Specialty crops and diversity were keys to the Schwinn brothers’ success. Joe Schwinn manages vegetable production, which includes asparagus, strawberries, sweet corn, tomatoes, pumpkins, peppers, melons and cut flowers, while Jay Schwinn manages the Barn, a wedding venue. By hosting vegetable festivals, you-pick strawberries and pumpkins, a pizza garden, a corn maze, weed-pulling days and pumpkin smashing, they’re assured of constant streams of customers coming to their farm.

Increased consumer demand for locally grown produce is the driving force behind the spread of specialty crop production, according to the Kansas Department of Agriculture. For producers, however, it presents a number of challenges, not the least being the relative lack of growing history in the region. It also requires different approaches to production and marketing, with emphasis on marketing.

“Marketing is as important as production,” David Coltrain said. “Before you plan production, you have to know where it will be marketed. You can take the grain harvest to the elevator, but you can’t take a load of ripe tomatoes to the elevator.”

Coltrain, who was a member of the State’s Local Food and Farm Task Force 2015-2017, and is an experienced grower himself, said that now is the time to get into specialty crops.
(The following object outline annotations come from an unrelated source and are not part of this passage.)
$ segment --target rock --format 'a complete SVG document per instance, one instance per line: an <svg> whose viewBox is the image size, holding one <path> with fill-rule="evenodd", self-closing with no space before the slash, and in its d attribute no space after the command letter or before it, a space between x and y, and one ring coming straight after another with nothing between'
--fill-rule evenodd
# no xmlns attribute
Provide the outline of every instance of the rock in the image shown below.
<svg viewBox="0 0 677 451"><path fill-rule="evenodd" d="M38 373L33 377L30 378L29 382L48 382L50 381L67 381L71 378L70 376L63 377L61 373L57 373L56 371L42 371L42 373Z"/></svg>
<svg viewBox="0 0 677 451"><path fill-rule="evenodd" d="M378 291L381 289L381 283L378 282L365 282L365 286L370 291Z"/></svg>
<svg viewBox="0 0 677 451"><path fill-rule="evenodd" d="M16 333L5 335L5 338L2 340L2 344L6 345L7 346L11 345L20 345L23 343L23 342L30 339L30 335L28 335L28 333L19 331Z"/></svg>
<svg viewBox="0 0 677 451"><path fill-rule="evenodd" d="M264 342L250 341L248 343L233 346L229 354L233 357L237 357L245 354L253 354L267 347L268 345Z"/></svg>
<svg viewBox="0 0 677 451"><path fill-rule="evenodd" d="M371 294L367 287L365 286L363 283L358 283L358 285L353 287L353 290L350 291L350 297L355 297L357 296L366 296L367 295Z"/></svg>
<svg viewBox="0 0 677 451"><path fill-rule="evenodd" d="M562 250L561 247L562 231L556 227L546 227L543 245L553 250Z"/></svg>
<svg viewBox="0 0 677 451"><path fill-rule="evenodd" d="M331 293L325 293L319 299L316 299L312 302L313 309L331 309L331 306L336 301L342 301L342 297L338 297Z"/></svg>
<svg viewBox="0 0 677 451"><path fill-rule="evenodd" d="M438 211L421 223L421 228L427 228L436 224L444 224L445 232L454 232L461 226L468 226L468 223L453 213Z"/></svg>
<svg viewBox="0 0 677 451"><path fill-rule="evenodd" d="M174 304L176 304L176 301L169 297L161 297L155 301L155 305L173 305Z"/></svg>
Consumer demand is high, USDA has assistance programs to promote specialty crops, and USDA NRCS has funds available for high tunnels, which extend the growing season for many types of vegetables.
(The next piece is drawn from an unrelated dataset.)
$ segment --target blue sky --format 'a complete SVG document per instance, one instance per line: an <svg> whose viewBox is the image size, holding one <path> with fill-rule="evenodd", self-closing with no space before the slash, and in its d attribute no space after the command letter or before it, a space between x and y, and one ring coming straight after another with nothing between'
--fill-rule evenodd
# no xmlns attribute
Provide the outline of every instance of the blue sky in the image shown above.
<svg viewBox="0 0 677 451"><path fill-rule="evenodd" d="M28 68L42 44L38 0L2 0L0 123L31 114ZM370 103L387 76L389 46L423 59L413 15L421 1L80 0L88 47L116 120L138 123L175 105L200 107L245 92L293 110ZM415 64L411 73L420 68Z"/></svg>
Educational programs for beginning specialty crop farmers are also on the rise. Stu Shafer is involved in a project that will build a collaborative network of educators across Kansas with an emphasis on sustainable agricultural practices including specialty crop education. Johnson County Community College now has a three-acre vegetable farm on campus and offers coursework in horticulture, sustainable agriculture and marketing, all based on small-scale farming. Students get both theoretical and scientific training at a one-year college level, he said, and they also get their hands in the dirt.

Students come from a variety of backgrounds, but increasingly he sees an influx of students who come from existing family farms. Some want to expand their farm operation to a specialty crop basis while some commodity farming with cattle. Some want to start their own family farm, and others are interested in urban farms, he said. And because the college offers a culinary program, a good number of chefs are enrolled, included several who own farms associated with the program. “Chefs want to know about local foods, and embrace that aspect of the industry,” he said.
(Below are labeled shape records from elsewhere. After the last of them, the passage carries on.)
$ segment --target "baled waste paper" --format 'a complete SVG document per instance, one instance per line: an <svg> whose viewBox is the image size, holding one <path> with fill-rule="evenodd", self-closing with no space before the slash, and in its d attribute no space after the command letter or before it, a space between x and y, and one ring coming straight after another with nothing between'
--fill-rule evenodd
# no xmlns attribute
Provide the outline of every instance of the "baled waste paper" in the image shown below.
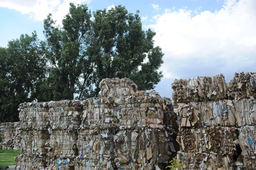
<svg viewBox="0 0 256 170"><path fill-rule="evenodd" d="M177 158L184 170L255 169L256 75L236 73L228 84L221 74L172 84Z"/></svg>
<svg viewBox="0 0 256 170"><path fill-rule="evenodd" d="M99 87L98 98L83 101L21 104L23 149L16 167L164 168L179 150L171 99L154 90L138 91L126 78L103 79Z"/></svg>

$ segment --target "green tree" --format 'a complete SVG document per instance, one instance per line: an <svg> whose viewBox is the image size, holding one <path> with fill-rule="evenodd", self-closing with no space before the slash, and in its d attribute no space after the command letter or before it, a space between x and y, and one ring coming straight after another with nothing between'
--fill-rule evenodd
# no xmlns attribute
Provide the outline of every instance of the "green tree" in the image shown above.
<svg viewBox="0 0 256 170"><path fill-rule="evenodd" d="M155 33L144 31L139 15L119 6L93 12L94 39L90 46L95 56L98 81L105 78L127 77L140 89L153 89L163 77L158 72L163 54L154 47ZM146 57L148 61L145 63Z"/></svg>
<svg viewBox="0 0 256 170"><path fill-rule="evenodd" d="M57 26L49 14L44 20L44 49L51 67L47 81L54 100L73 99L74 94L90 86L93 63L87 53L90 12L86 5L70 4L69 13ZM82 85L79 78L84 81Z"/></svg>
<svg viewBox="0 0 256 170"><path fill-rule="evenodd" d="M163 77L158 70L163 54L154 47L155 33L143 30L139 11L129 13L119 6L97 10L91 20L86 5L70 5L62 27L51 14L44 21L54 100L73 99L74 93L79 99L96 95L98 83L105 78L131 78L140 89L154 87Z"/></svg>
<svg viewBox="0 0 256 170"><path fill-rule="evenodd" d="M46 61L34 32L0 48L0 120L18 121L19 104L37 96L36 86L45 77Z"/></svg>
Higher education for beginning farmers is an attempt to mitigate the threat posed by the increasingly advanced age of farmers in the Midwest, he said, which in 2017 stood at 58.3 years of age on average, according to the USDA.

“Who’s going to do the farming, and how are they going to do it?” Shafer asked. “More schools are offering vocational training in farming, but education in general has challenges with funding. We need to develop a larger scale collaborative curriculum with programs that currently don’t exist in Kansas.” The bottom line, he said, was this: “We need to have agriculture. We need to eat.”

As an instructor, Shafer takes the long view about the future of farming. Jacob Thomas, a young third-generation farmer outside of Leavenworth, also takes the long view; only his view is related to the location of the family farm. “We’re at about the highest point in Leavenworth County,” he said. “One reason I love farming so much is the view.”

That view used to encompass a more conventional form of farming, with fields of soybeans, corn, and cattle. It now includes high tunnels and acres of vegetables. The transition to specialty crop production began when he asked his father for a small area to start a garden. Instead of small he got large—ten times larger than he’d wanted—but even at age 14, he filled it up.

He’s still trying to fill every square inch of acreage he can, and by using high tunnels he not only maximizes his yield through intensive planting, but also is also able to extend the growing season. Diversity also plays a key role in the business. In 2014 Thomas expanded into the meat market with high quality grain-finished Angus beef, followed by cage-free chickens and lambs. “In farming,” he said, “you expand when you can.” In small-scale farming, however, care must be taken to ensure that there are enough resources to manage expansion. “You have to plan ahead,” he said. “Our farm is primarily myself, my wife and my dad. Three people doing everything.”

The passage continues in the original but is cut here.